Traffic lights in the supermarket: Counting system from Freiamt helps retailers with admission control – Freiamt – Aargau

Anyone who has been shopping in the past few weeks knows it. An employee often stands at the entrance and notes how many customers are currently in the store on a piece of paper or on his smartphone. One night in bed Serafino Mollino wondered why this task was not left to technology. The head of innovation at Richnerstutz went to his two bosses with his idea the next morning – four weeks later, the first Migros branches were equipped with it.

Customers are counted using a light signal

CountMe is the name of the product with which the Villmerger company wants to get started.
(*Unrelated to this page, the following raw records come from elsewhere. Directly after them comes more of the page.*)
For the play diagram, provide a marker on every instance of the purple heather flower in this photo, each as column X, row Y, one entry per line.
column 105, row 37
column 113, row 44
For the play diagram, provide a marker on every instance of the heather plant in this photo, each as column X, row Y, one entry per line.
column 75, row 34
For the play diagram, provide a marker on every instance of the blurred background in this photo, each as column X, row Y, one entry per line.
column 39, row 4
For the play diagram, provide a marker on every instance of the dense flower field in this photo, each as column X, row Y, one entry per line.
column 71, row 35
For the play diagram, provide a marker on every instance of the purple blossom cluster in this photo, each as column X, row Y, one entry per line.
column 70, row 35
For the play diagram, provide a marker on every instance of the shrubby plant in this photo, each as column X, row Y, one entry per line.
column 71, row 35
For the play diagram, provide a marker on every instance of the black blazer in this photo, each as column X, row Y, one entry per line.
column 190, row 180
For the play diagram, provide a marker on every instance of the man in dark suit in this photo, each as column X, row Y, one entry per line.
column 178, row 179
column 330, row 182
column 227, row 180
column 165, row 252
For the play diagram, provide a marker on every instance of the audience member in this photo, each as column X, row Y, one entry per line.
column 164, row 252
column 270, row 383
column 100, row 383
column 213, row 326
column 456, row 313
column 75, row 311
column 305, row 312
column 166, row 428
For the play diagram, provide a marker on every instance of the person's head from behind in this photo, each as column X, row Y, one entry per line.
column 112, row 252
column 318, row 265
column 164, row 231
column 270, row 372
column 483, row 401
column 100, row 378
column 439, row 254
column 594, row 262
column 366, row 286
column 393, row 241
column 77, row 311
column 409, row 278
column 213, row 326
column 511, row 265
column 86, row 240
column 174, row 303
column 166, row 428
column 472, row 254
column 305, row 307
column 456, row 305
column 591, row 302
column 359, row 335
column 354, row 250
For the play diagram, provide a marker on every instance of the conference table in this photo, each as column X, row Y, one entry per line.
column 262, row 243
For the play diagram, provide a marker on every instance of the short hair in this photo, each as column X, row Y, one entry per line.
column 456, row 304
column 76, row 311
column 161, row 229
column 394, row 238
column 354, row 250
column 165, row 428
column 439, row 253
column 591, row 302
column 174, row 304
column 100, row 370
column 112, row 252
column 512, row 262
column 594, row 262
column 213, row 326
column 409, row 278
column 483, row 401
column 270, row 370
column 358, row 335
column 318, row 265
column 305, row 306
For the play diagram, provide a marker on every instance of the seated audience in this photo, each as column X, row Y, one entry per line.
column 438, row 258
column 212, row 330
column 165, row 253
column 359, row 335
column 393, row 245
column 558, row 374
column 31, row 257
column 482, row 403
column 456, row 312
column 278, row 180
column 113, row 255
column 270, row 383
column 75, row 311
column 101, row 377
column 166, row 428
The idea behind it is simple: the system uses light barriers or a camera on the ceiling to record when customers enter or leave the shop. When the maximum permitted number of customers in the store has been reached, a traffic light changes from green to red when it arrives and signals to those entering that they still have to be patient. On the one hand, the system is more precise than manual counting, “in addition, the shops can use the staff for other tasks,” says André Richner, Co-CEO of Richnerstutz AG. He is proud of how quickly the first prototype was ready for the market. “It normally takes six to nine months to develop such a project. It was four weeks at CountMe. » And the market has been waiting for what it seems. Approximately 170 Migros branches are already using the traffic light system. And in the past three days, the company has also equipped 150 Lidl branches with the lighting system. Richnerstutz AG is in negotiations with other retailers. Not only in Switzerland, but in several European countries.

“If we are lucky, we can now come out of the corona crisis with a black eye thanks to CountMe,” says André Richner, who has been at the helm of the company for 32 years, which is actually primarily active in the event industry and accordingly the situation early felt. “The corona pandemic is brutal for the event industry. It is the worst thing that I have experienced as a managing director. » Richner adds: “Because I didn’t know how we could get out of it reasonably harmless.”

The company has apparently found the recipe for this, but it is not yet over the hill. Two thirds of the 150 employees are still on short-time work. “The goal is that we can start up the whole company again as quickly as possible,” says the CEO. After the end of the corona crisis, i.e. after the traffic lights have disappeared from the shops, the company still wants to keep the new branch of business. Measuring customer flows is a need even without Corona, André Richner is convinced. For example, to know how many customers are in the store at what time and to be able to allocate resources accordingly.